Patents

In this post, I’ll share what I’ve learned regarding patents.  Unlike trademarks, patents can’t be gained through use.  Priority on patents are based on “first to file” thanks to the American Inventors Act of 2011.

So, my first word of advice is to be careful not to publicly disclose your idea without either (a) an NDA in place with whoever you are sharing it with, or (b) a provisional patent filed which gives you a “first to file” date stamp.

Provisional Patents.  A provisional patent is a good, 'cheaper' way to initially protect your idea and satisfy the "first to file" requirement.  It gives you a priority date... basically, it buys you time.  A provisional will give you 12 months of time to bring it to market before filing the non-provisional and can run $300 - $2,000 depending on how much legal help you need.  The provisional should focus on the same unique element(s) that you eventually file in the non-provisional.  

A provisional patent will allow you to publicly show your idea (like at a trade show) with some protection.  If you were – for example – to share your idea at a trade show or even with someone over email, and you didn’t have an NDA in place, you risk the entire patent if later someone disputes you and can provide the idea was public prior to your filing date.  At the point your provisional is issued, you can and should indicate that it is ‘patent pending’.  That said, a provisional is somewhat worthless, it just buys you time.

 

What is patentable?  Ask yourself, “what feature can I not find anywhere on earth”? Ask, “Is it useful”…  don’t ask “what is it used for”?  It can also be abstract.  One example might be a pen with scanner. A pen exists as does a scanner. Together, it becomes a new, useful, novel and non-obvious idea.

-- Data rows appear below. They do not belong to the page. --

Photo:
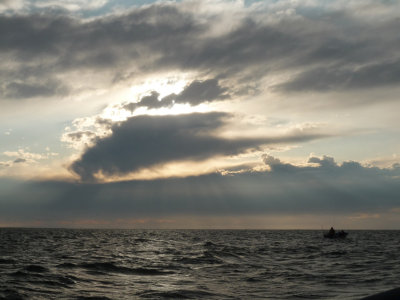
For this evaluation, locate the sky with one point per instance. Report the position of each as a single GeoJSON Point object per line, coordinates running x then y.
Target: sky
{"type": "Point", "coordinates": [277, 114]}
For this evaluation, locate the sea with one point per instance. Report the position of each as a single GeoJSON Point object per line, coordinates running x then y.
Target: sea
{"type": "Point", "coordinates": [195, 264]}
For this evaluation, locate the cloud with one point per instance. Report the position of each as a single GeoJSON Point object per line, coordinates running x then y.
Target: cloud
{"type": "Point", "coordinates": [23, 90]}
{"type": "Point", "coordinates": [148, 141]}
{"type": "Point", "coordinates": [195, 93]}
{"type": "Point", "coordinates": [330, 78]}
{"type": "Point", "coordinates": [347, 188]}
{"type": "Point", "coordinates": [310, 49]}
{"type": "Point", "coordinates": [19, 160]}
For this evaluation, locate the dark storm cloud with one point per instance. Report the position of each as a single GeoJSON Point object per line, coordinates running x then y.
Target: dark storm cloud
{"type": "Point", "coordinates": [195, 93]}
{"type": "Point", "coordinates": [326, 188]}
{"type": "Point", "coordinates": [147, 141]}
{"type": "Point", "coordinates": [19, 160]}
{"type": "Point", "coordinates": [325, 49]}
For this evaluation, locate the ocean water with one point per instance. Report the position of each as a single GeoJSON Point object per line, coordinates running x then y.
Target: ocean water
{"type": "Point", "coordinates": [195, 264]}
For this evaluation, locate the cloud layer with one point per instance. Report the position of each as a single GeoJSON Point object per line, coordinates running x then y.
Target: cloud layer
{"type": "Point", "coordinates": [148, 141]}
{"type": "Point", "coordinates": [326, 187]}
{"type": "Point", "coordinates": [194, 93]}
{"type": "Point", "coordinates": [310, 47]}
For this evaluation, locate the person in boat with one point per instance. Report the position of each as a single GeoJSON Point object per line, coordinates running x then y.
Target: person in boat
{"type": "Point", "coordinates": [331, 232]}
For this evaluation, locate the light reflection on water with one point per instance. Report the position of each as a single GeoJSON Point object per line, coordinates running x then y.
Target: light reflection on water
{"type": "Point", "coordinates": [193, 264]}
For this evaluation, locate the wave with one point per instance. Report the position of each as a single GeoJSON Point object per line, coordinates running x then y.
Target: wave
{"type": "Point", "coordinates": [176, 294]}
{"type": "Point", "coordinates": [110, 267]}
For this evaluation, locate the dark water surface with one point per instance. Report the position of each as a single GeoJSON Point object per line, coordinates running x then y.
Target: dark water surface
{"type": "Point", "coordinates": [195, 264]}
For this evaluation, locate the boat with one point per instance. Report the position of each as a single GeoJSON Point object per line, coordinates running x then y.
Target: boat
{"type": "Point", "coordinates": [332, 234]}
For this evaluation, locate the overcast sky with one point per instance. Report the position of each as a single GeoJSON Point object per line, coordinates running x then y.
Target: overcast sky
{"type": "Point", "coordinates": [200, 114]}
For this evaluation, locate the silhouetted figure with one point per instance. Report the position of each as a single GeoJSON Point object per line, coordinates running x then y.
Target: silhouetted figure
{"type": "Point", "coordinates": [332, 232]}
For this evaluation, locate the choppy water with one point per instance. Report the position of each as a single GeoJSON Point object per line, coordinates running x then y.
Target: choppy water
{"type": "Point", "coordinates": [195, 264]}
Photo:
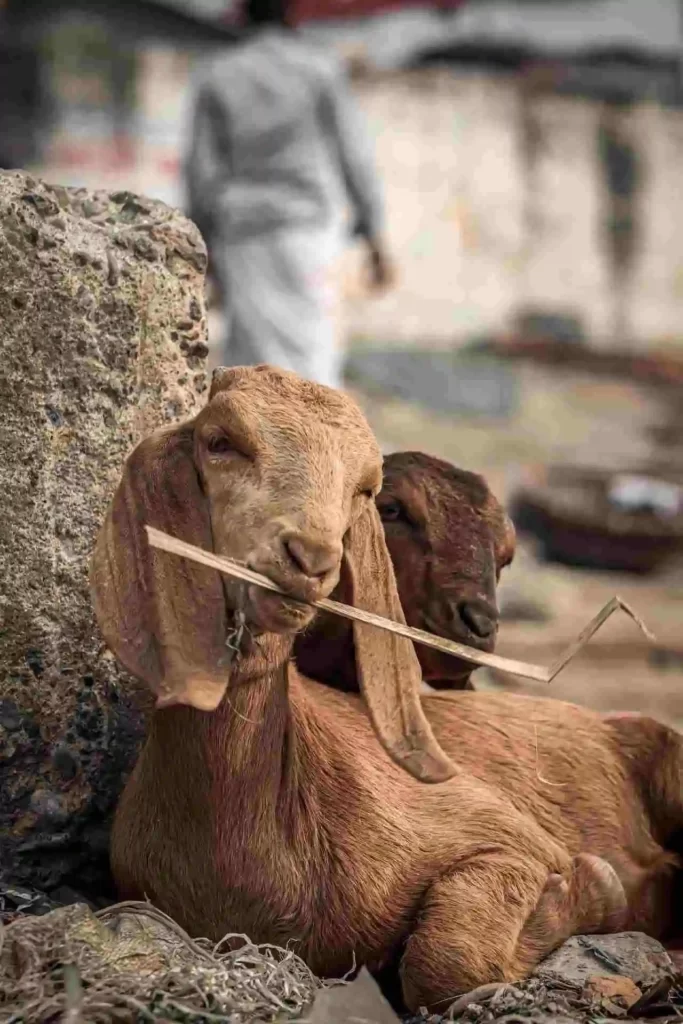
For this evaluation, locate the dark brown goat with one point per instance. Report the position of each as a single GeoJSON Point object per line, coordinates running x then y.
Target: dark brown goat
{"type": "Point", "coordinates": [449, 539]}
{"type": "Point", "coordinates": [262, 802]}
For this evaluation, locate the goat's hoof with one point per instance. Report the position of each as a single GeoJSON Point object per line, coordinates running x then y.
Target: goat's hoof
{"type": "Point", "coordinates": [603, 891]}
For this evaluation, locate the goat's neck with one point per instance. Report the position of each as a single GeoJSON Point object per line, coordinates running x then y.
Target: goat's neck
{"type": "Point", "coordinates": [243, 750]}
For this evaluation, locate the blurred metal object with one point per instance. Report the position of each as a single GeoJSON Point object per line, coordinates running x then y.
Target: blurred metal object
{"type": "Point", "coordinates": [591, 518]}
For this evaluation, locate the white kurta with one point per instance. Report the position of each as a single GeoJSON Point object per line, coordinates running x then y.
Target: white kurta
{"type": "Point", "coordinates": [276, 147]}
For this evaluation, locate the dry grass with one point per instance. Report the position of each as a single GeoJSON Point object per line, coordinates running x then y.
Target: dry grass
{"type": "Point", "coordinates": [132, 963]}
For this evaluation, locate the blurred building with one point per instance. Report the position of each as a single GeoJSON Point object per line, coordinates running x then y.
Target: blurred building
{"type": "Point", "coordinates": [530, 150]}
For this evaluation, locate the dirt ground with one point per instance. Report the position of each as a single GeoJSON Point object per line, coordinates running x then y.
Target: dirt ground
{"type": "Point", "coordinates": [560, 418]}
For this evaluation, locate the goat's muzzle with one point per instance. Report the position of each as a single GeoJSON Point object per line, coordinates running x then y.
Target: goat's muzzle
{"type": "Point", "coordinates": [306, 568]}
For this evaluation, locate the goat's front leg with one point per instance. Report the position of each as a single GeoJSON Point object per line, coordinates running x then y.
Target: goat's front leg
{"type": "Point", "coordinates": [497, 916]}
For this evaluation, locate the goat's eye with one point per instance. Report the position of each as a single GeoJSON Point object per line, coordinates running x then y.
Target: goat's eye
{"type": "Point", "coordinates": [219, 444]}
{"type": "Point", "coordinates": [391, 511]}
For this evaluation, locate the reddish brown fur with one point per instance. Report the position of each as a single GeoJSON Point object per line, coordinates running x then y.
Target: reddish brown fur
{"type": "Point", "coordinates": [449, 539]}
{"type": "Point", "coordinates": [281, 815]}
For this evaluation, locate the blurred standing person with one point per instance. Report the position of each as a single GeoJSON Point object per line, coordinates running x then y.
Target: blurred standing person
{"type": "Point", "coordinates": [276, 146]}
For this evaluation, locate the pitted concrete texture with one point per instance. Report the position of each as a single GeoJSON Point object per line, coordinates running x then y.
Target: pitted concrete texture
{"type": "Point", "coordinates": [102, 338]}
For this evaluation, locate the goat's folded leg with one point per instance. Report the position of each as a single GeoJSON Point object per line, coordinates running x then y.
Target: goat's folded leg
{"type": "Point", "coordinates": [497, 916]}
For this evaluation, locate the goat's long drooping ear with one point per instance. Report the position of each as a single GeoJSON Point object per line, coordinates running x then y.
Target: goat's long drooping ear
{"type": "Point", "coordinates": [388, 669]}
{"type": "Point", "coordinates": [163, 616]}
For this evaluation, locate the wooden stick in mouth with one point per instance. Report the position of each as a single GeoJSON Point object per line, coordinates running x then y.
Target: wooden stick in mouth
{"type": "Point", "coordinates": [525, 670]}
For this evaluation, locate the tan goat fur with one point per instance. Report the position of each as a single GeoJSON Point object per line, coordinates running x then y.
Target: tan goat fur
{"type": "Point", "coordinates": [279, 814]}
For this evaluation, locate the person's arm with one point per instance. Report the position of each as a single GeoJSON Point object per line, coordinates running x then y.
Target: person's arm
{"type": "Point", "coordinates": [352, 147]}
{"type": "Point", "coordinates": [200, 164]}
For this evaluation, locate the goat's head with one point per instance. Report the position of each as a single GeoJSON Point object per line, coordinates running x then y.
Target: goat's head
{"type": "Point", "coordinates": [449, 539]}
{"type": "Point", "coordinates": [282, 474]}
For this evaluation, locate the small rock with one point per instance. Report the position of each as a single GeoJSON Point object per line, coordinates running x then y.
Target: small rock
{"type": "Point", "coordinates": [359, 1000]}
{"type": "Point", "coordinates": [613, 992]}
{"type": "Point", "coordinates": [629, 954]}
{"type": "Point", "coordinates": [10, 716]}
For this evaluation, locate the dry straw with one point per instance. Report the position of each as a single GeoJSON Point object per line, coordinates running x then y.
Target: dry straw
{"type": "Point", "coordinates": [526, 670]}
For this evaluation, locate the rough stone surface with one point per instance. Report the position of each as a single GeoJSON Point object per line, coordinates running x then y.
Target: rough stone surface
{"type": "Point", "coordinates": [630, 954]}
{"type": "Point", "coordinates": [102, 338]}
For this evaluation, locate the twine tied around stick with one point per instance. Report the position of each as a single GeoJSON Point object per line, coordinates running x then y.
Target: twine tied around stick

Is software patentable?  I’m not an expert on this but my understanding is that software patents have serious limitations. This is mixed and I’m sure others have differing opinions, but the the Supreme Court recently said that any patent that "does no more than require a generic computer to perform generic computer functions" is not patent eligible.  They also said there are plenty of software that this wouldn’t apply to but I can’t think of any.  I believe your code could certainly be covered under copyright but that’s a different topic. Bottom line, if your hardware product includes software, the patent can (and should) reference the app or software to be safe.  If it’s software alone, talk to a lawyer.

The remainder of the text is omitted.